Smoking, weight-loss mania is giving women more heart trouble than ever
An increasing number of women are being diagnosed today with heart diseases and associated ailments because of a steady rise in unhealthy lifestyle practises such as smoking, following dangerous weight-loss programmes and not eating a balanced diet, finds a new study.health and fitness Updated: Aug 20, 2016 10:12 IST
An increasing number of women are being diagnosed today with heart diseases and associated ailments because of a steady rise in unhealthy lifestyle practises such as smoking, following dangerous weight-loss programmes and not eating a balanced diet, finds a new study.
Data released by city-based National Heart Institute (NHI) says the number of women patients “admitted to the institute has gone up by 10% in the span of last five years”.
The NHI has based its study on the data for the period June 1, 2012 to August 10, 2016 and 1,20,444 patients.
“In these five years, there has been a 10% increase in heart disease and associated illnesses among women and 28% increase in people below 40 years,” it said.
The premier heart institute’s findings also suggest that more and more pre-menopausal women are being treated for heart diseases due to lifestyle factors.
Voicing his concern over this issue, Dr Vinod Sharma, Head of Cardiology Services at NHI said, “The female hormone estrogen protects women’s heart till menopause. As the hormone levels drop around the age of 50-55, women start to catch up to men in CAD (coronary artery disease) rates.”
“However, today, this trend is changing, and pre-menopausal women are being diagnosed with heart disease. The reasons for this are an upward trend in cigarette smoking, dangerous weight-loss practices, consumption of an unhealthy diet, high-stress levels and less vigilant screening and treatment of heart disease in them,” he said.
NHI, which was established in 1981, says Indians also have a “four-fold” higher prevalence and death risk resulting from a heart attack when compared to population groups in the other parts of the world.
“There is an urgent need to raise mass awareness about the need to make timely lifestyle modifications and adopt effective stress management techniques for we are at more risk than ever before,” Sharma said.

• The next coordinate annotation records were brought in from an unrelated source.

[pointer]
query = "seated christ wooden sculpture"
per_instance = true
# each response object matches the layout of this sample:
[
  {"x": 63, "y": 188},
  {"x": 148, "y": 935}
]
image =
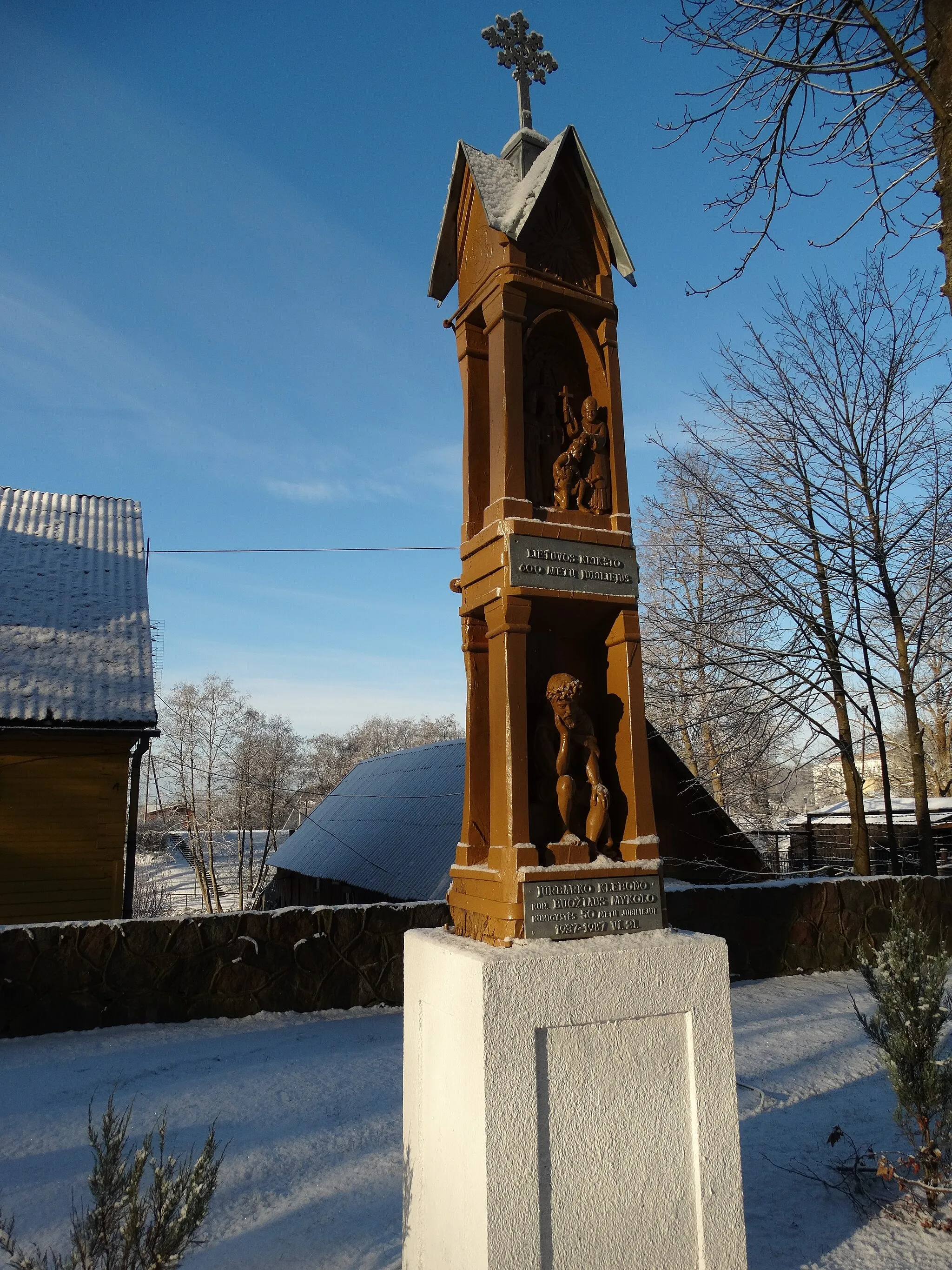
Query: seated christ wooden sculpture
[{"x": 556, "y": 758}]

“It has been found that younger people and women stand an elevated risk of getting a heart disease today,” the NHI study says.
Seeking to inculcate healthy lifestyle among young people and raise awareness about coronary diseases, NHI on Tuesday kicked off a year-long outreach programme, as part of which it will target at least one school in Delhi-NCR per week.
NHI is the research and referral tertiary care heart hospital of the All India Heart Foundation, which acts as a nucleus for diagnosis and treatment of heart ailments and allied diseases.